Colly is a popular scraping framework for Golang, designed to make the process of writing web scrapers easy and efficient. Error handling in Colly is an important aspect of building robust and reliable scrapers. Below are some ways to manage error handling in Colly.
Basic Error Handling
When you make a request using Colly, you can handle errors by checking the error value returned by the Collector.Visit
method or by handling them in a callback using Collector.OnError
.
Here's a simple example of checking the error returned by Visit
:
package main
import (
"fmt"
"log"
"github.com/gocolly/colly"
)
func main() {
// Instantiate default collector
c := colly.NewCollector()
// Visit a page
err := c.Visit("http://httpbin.org/status/404")
if err != nil {
log.Println("Something went wrong:", err)
}
}
And here's how you can use OnError
to handle errors:
package main
import (
"fmt"
"log"
"github.com/gocolly/colly"
)
func main() {
// Instantiate default collector
c := colly.NewCollector()
// OnError callback
c.OnError(func(r *colly.Response, err error) {
log.Println("Request URL:", r.Request.URL, "failed with response:", r, "\nError:", err)
})
// Visit a page
c.Visit("http://httpbin.org/status/500")
}
Retrying Failed Requests
If you want to retry a request that has failed, you can do so within the OnError
callback by calling the Retry
method.
Example of retrying a request:
package main
import (
"log"
"github.com/gocolly/colly"
)
func main() {
// Instantiate default collector
c := colly.NewCollector()
// OnError callback
c.OnError(func(r *colly.Response, err error) {
log.Println("Error:", err)
// Attempt to retry the request
err = r.Request.Retry()
if err != nil {
log.Println("Retry failed:", err)
}
})
// Visit a page
c.Visit("http://httpbin.org/status/500")
}
Handling Specific HTTP Status Codes
Colly allows you to handle specific HTTP status codes by using the Collector.OnResponse
method and checking the StatusCode
of the response.
Example of handling specific status codes:
package main
import (
"log"
"github.com/gocolly/colly"
)
func main() {
// Instantiate default collector
c := colly.NewCollector()
// OnResponse callback
c.OnResponse(func(r *colly.Response) {
if r.StatusCode >= 400 {
log.Printf("Response code %d received for URL: %s", r.StatusCode, r.Request.URL)
}
})
// Visit a page
c.Visit("http://httpbin.org/status/404")
}
Custom Error Handling
You can also define custom error handling logic based on the type of error you encounter. For example, you might want to handle network errors differently from HTTP errors.

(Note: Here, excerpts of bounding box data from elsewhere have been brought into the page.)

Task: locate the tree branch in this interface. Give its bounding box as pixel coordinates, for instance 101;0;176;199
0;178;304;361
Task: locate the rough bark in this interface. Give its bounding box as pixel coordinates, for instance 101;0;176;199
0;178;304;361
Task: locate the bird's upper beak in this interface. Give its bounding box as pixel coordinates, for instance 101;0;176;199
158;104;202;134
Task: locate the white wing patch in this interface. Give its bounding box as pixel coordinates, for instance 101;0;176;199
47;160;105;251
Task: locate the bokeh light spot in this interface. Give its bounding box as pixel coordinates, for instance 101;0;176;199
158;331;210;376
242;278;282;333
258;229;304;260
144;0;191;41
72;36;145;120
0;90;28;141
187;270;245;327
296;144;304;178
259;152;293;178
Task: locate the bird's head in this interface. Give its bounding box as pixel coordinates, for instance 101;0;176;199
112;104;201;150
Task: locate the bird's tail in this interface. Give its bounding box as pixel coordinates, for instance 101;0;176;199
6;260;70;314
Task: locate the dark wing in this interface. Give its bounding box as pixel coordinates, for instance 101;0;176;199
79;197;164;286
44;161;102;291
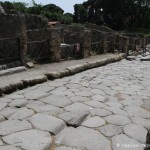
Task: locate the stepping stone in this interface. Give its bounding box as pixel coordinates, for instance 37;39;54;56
125;106;150;119
0;120;32;136
65;102;92;113
8;99;28;107
123;124;147;144
85;100;107;108
90;108;112;117
56;127;111;150
0;145;21;150
2;130;52;150
112;134;143;150
104;115;131;126
29;113;66;135
41;95;72;108
81;116;106;128
99;124;122;137
58;112;89;127
9;108;34;120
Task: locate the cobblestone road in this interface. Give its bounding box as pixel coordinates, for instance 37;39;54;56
0;60;150;150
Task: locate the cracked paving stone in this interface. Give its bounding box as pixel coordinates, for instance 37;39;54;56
0;97;12;103
125;106;150;119
99;124;122;137
104;115;131;126
58;112;89;127
41;95;72;108
90;108;112;117
9;108;34;120
112;134;143;150
8;99;28;107
0;145;21;150
65;102;92;113
81;116;106;128
123;124;147;144
28;113;66;135
56;127;111;150
84;100;107;108
131;117;150;129
28;105;63;116
2;129;52;150
0;120;32;136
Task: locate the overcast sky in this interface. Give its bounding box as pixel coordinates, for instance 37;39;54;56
0;0;86;13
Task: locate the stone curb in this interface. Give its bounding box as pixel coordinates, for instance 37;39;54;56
0;54;125;96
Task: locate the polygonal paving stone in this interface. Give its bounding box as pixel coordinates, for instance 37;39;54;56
28;104;63;116
2;130;52;150
112;134;143;150
75;91;92;97
104;107;129;117
0;107;20;118
99;124;122;137
84;100;107;108
105;102;122;108
123;124;147;144
82;116;106;128
8;99;28;107
9;108;34;120
0;120;32;135
91;95;105;102
125;106;150;119
120;100;143;107
104;115;131;126
65;102;92;113
24;90;48;100
29;114;65;134
41;95;71;108
0;145;21;150
58;112;89;126
55;146;81;150
56;127;111;150
131;117;150;129
90;108;112;117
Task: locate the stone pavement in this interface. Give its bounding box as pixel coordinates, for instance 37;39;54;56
0;60;150;150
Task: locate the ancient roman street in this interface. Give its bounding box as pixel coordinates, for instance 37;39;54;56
0;60;150;150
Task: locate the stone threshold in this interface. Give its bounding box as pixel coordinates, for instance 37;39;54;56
0;53;125;96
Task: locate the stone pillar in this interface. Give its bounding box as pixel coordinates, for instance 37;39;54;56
19;15;27;66
122;37;129;55
80;30;92;58
102;33;108;53
49;29;61;62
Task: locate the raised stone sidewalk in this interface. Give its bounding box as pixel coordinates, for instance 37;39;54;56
0;54;124;95
0;55;150;150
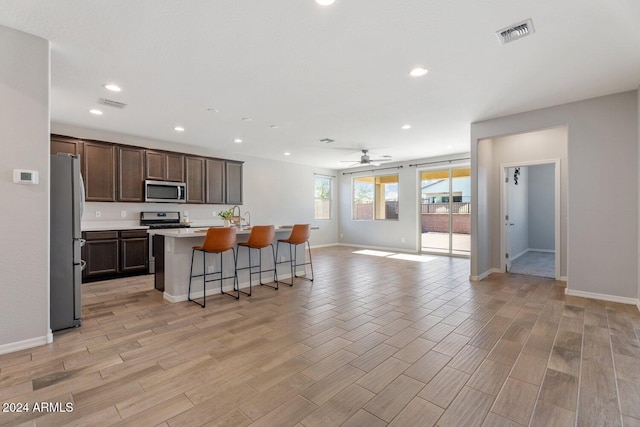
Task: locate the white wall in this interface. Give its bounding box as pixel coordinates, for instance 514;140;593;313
471;91;639;301
478;126;569;276
51;123;338;246
525;164;555;251
507;167;529;260
339;153;469;252
0;26;51;354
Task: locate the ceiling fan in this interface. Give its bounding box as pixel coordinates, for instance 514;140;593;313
341;150;391;166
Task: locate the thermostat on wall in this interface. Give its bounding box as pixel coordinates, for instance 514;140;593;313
13;169;38;184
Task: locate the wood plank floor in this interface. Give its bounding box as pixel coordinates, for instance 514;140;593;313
0;247;640;427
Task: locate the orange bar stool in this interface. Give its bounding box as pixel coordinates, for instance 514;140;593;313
276;224;313;286
188;227;240;308
236;225;278;296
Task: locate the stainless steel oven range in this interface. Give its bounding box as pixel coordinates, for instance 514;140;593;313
140;211;189;273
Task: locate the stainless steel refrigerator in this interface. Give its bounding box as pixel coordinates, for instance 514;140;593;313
49;154;84;331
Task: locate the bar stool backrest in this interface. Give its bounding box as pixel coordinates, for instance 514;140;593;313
246;225;276;248
202;227;236;252
287;224;311;245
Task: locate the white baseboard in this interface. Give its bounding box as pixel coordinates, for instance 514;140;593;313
469;268;502;282
0;331;53;354
527;248;556;254
564;288;640;309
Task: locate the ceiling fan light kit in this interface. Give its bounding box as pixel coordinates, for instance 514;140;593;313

Example of custom error handling:
package main
import (
"log"
"net/http"
"net/url"
"github.com/gocolly/colly"
)
func main() {
// Instantiate default collector
c := colly.NewCollector()
// OnError callback
c.OnError(func(r *colly.Response, err error) {
switch err := err.(type) {
case *url.Error:
// Handle URL error
log.Println("URL Error:", err)
case *colly.Error:
if err.Type == colly.ErrorTypeTransport {
// Handle transport (network) error
log.Println("Network Error:", err)
} else if err.Type == colly.ErrorTypeHTTP {
// Handle HTTP error based on status code
if r.StatusCode == http.StatusNotFound {
log.Println("Not Found Error:", err)
} else {
log.Println("HTTP Error:", err)
}
}
default:
// Handle other types of errors
log.Println("Other Error:", err)
}
})
// Visit a page
c.Visit("http://httpbin.org/status/404")
}
Remember to always check for errors and handle them appropriately to ensure that your scraper can deal with unexpected situations gracefully.